Es un gran acierto haber nombrado a Carmen Iglesias presidenta del Grupo Unidad Editorial, por su formación humanista como catedrática de Historia de las Ideas y de las Formas Políticas y como académica de número de las Reales Academias Española y de la Historia. Carmen Iglesias no necesitó de cupos para ser elegida académica de la Historia, hace ya casi veinte años. Lo mismo cabe decir de su elección como académica de la Lengua en el año 2000 y de sus brillantes oposiciones a la cátedra de la Universidad Complutense, a las que concurrió, en 1984, con tres prestigiosos varones. Fue la primera mujer Consejera de Estado desde que se fundó la institución en 1521 y Directora del Centro de Estudios Políticos y Constitucionales, desde 1996 hasta el año 2004. Su saber y su independencia aseguran el éxito en sus funciones directivas del Grupo Unidad Editorial y garantizan su buen hacer futuro en una España que se resiente de la falta de debates sobre los grandes problemas del mundo actual, por esa tendencia de personajes de la pequeña política a dedicarse casi exclusivamente a buscar resquicios de enfrentamientos para fundarse en supuestos hechos diferenciales que justifiquen los programas de fragmentación centrífuga. Carmen Iglesias sabrá promover los grandes debates y presentar las falacias con las que se combaten las instituciones que aseguran la convivencia pacífica de todos los españoles y que son el fundamento del bienestar general conseguido en los últimos decenios.

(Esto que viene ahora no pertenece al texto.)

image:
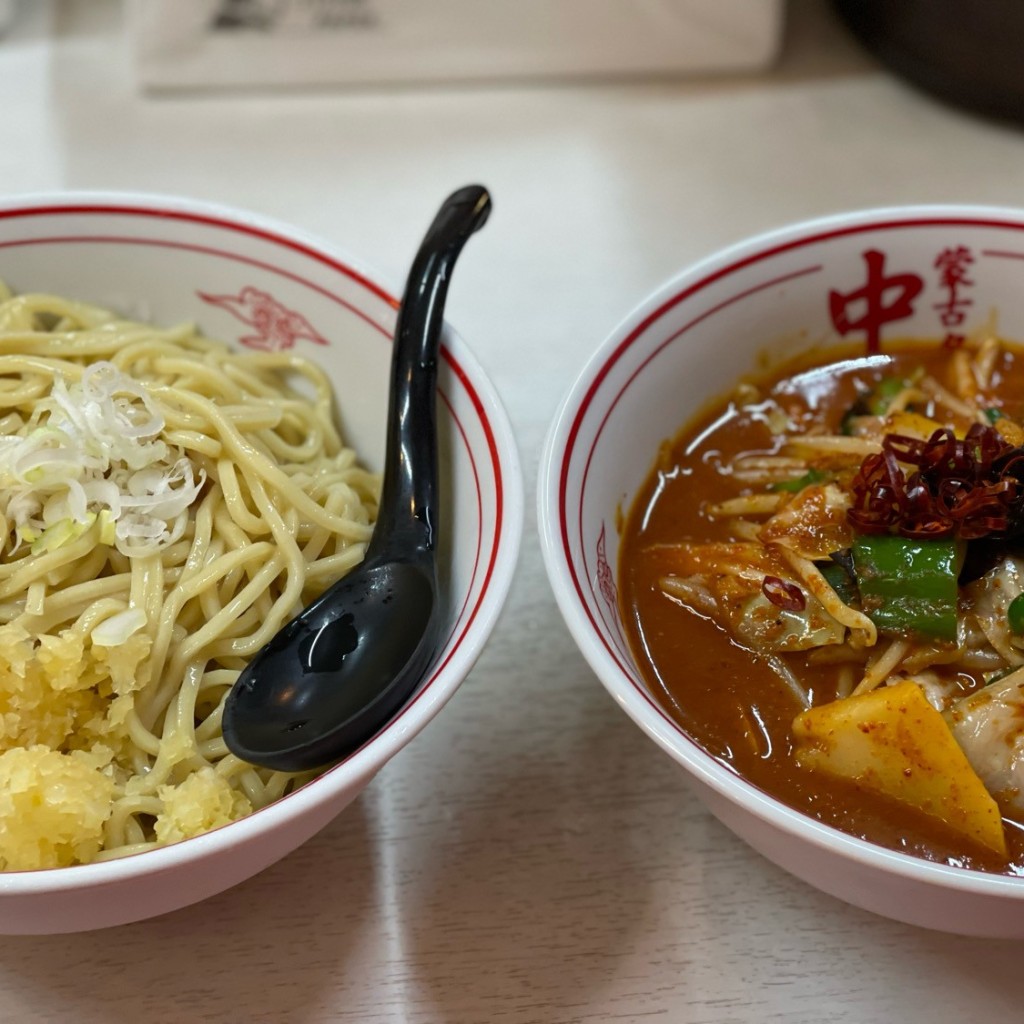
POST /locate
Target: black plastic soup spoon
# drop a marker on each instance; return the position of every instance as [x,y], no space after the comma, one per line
[343,667]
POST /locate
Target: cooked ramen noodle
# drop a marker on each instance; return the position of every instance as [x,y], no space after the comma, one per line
[823,583]
[166,505]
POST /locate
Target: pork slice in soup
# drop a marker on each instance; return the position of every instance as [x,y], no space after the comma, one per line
[822,582]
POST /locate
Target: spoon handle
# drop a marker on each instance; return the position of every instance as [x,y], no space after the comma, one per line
[409,502]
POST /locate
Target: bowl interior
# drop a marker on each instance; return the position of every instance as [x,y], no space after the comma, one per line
[261,286]
[925,273]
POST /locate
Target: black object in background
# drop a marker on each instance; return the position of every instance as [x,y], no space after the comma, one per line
[969,52]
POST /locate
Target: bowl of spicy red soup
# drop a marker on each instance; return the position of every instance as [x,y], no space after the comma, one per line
[781,509]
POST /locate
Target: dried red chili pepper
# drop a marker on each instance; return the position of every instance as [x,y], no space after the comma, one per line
[969,488]
[786,596]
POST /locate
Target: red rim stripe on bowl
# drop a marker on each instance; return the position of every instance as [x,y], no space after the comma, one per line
[642,328]
[466,614]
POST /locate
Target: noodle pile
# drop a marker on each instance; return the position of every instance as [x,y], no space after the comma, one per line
[166,506]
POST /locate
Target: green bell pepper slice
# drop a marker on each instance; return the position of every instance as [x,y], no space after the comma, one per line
[908,587]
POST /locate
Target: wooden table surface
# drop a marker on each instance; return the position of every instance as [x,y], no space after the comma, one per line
[530,857]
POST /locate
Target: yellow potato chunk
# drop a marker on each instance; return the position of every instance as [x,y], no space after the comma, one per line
[893,741]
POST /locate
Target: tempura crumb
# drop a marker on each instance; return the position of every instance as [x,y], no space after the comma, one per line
[52,806]
[202,802]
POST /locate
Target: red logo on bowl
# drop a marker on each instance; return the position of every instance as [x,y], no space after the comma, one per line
[882,299]
[276,327]
[952,265]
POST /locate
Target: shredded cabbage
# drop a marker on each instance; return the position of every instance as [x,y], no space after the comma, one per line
[92,453]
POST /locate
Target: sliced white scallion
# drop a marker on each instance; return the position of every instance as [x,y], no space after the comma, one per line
[116,630]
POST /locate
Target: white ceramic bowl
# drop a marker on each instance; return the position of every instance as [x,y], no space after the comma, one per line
[247,280]
[687,344]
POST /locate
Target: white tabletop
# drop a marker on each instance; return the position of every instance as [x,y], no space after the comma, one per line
[531,856]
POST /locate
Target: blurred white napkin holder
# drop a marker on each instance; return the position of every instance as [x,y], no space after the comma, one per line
[230,43]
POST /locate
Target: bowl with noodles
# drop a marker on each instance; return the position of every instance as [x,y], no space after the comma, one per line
[782,512]
[193,421]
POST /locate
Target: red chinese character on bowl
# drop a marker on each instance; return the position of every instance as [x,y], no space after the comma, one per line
[276,327]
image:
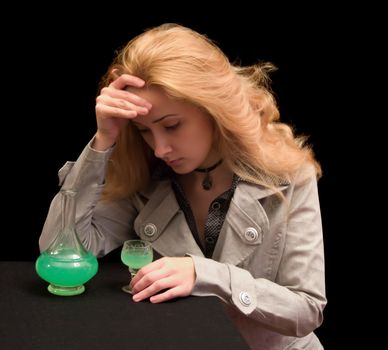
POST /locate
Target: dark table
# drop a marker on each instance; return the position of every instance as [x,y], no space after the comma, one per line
[104,317]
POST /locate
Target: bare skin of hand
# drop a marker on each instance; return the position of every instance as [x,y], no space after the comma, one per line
[174,276]
[115,107]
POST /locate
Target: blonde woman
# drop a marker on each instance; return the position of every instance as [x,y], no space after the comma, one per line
[189,154]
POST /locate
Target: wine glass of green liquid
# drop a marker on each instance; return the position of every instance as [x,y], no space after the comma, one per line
[135,254]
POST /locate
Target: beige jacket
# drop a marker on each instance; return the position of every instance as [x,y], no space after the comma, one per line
[268,264]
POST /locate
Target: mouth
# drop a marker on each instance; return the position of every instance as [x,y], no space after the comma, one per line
[174,162]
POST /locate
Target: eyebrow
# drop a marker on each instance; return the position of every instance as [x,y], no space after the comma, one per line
[161,118]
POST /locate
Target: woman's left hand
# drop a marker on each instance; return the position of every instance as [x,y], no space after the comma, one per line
[174,276]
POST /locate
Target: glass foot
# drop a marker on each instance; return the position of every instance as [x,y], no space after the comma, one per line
[66,291]
[126,289]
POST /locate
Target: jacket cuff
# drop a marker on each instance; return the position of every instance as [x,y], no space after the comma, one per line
[232,284]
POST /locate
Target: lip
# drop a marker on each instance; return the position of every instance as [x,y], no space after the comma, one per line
[174,162]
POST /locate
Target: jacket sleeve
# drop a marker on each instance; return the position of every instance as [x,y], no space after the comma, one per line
[293,303]
[101,226]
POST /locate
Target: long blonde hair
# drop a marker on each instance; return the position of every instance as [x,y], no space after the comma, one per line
[190,67]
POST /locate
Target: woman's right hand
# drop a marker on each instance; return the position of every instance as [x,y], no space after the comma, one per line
[115,107]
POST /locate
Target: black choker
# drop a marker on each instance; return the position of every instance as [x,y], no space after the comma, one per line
[207,182]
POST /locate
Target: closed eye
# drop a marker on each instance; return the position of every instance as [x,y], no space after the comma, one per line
[172,127]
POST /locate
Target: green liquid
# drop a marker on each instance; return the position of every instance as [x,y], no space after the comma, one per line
[136,261]
[66,272]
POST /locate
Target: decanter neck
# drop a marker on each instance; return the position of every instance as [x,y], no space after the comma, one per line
[68,208]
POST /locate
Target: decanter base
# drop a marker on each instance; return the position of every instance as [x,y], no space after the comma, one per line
[65,291]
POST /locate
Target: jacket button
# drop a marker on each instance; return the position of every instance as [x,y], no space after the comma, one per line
[245,299]
[150,230]
[251,234]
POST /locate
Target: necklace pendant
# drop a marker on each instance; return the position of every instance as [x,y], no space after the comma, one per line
[207,182]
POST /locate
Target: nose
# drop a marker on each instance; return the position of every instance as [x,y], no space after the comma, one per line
[161,147]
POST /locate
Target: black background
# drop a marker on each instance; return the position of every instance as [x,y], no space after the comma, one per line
[55,57]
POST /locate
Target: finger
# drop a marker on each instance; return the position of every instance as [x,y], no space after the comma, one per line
[103,109]
[154,266]
[121,103]
[125,79]
[148,279]
[154,288]
[167,295]
[126,95]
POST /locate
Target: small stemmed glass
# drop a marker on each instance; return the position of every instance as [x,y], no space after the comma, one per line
[135,254]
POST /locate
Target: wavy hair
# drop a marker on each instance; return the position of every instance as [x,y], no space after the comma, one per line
[188,66]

Los estudios de Carmen Iglesias sobre la Historia de España y de Europa en sus proyecciones mundiales han florecido en notabilísimas publicaciones que no cabe citar aquí, salvo su gran libro El pensamiento de Montesquieu: política y ciencia natural (Madrid, 1984), premiado en Francia, que amplió en su reedición del año 2005, y con un nuevo subtítulo: Ciencia y filosofía en el siglo XVIII.Es excepcional el saber de Carmen Iglesias sobre la formación y difusión de las ideas políticas que desde Grecia y Roma impregnaron el pensamiento de los hombres de letras más sobresalientes del Renacimiento y del siglo de las luces y que son el fundamento de las instituciones que salvaguardan las libertades presentes, que tanto nos importa mantener y ampliar.

Suele decirse que los dos grandes males de España son el sectarismo y la envidia. El pensamiento y las actitudes de Carmen Iglesias han sido y son hoy la antítesis del sectarismo por su espíritu abierto y por su pensamiento liberal. Frente a la envidia, Carmen Iglesias ha sabido oponer, durante toda su vida, dos grandes valores: el de ser agradecida, como lo muestra siempre con sus dos grandes maestros universitarios, Luis Díez del Corral y José Antonio Maravall, equiparables en saber y en valores intelectuales a los mejores hombres de ciencia de la Europa del siglo XX. También es justo que se le reconozca otra cualidad: la de su dedicación a discípulos y amigos, creciente cuando más lo necesitan, con una generosidad desbordante, de la que nunca he conocido casos análogos.

Insisto en que, a mi juicio, no cabe elección más inteligente y más necesaria, en la España de hoy, que la de Carmen Iglesias para presidir el Grupo Unidad Editorial. Su acción directiva redundará en beneficio de todos. A ella no la anima el espíritu partidista que suele impregnar las mentes y dirigir la conducta de hombres y mujeres que pueden ser intelectualmente valiosos, aunque sin la necesaria independencia de juicio que les permita actuar a favor del interés general..

Gonzalo Anes y Alvarez de Castrillón es director de la Real Academia de la Historia.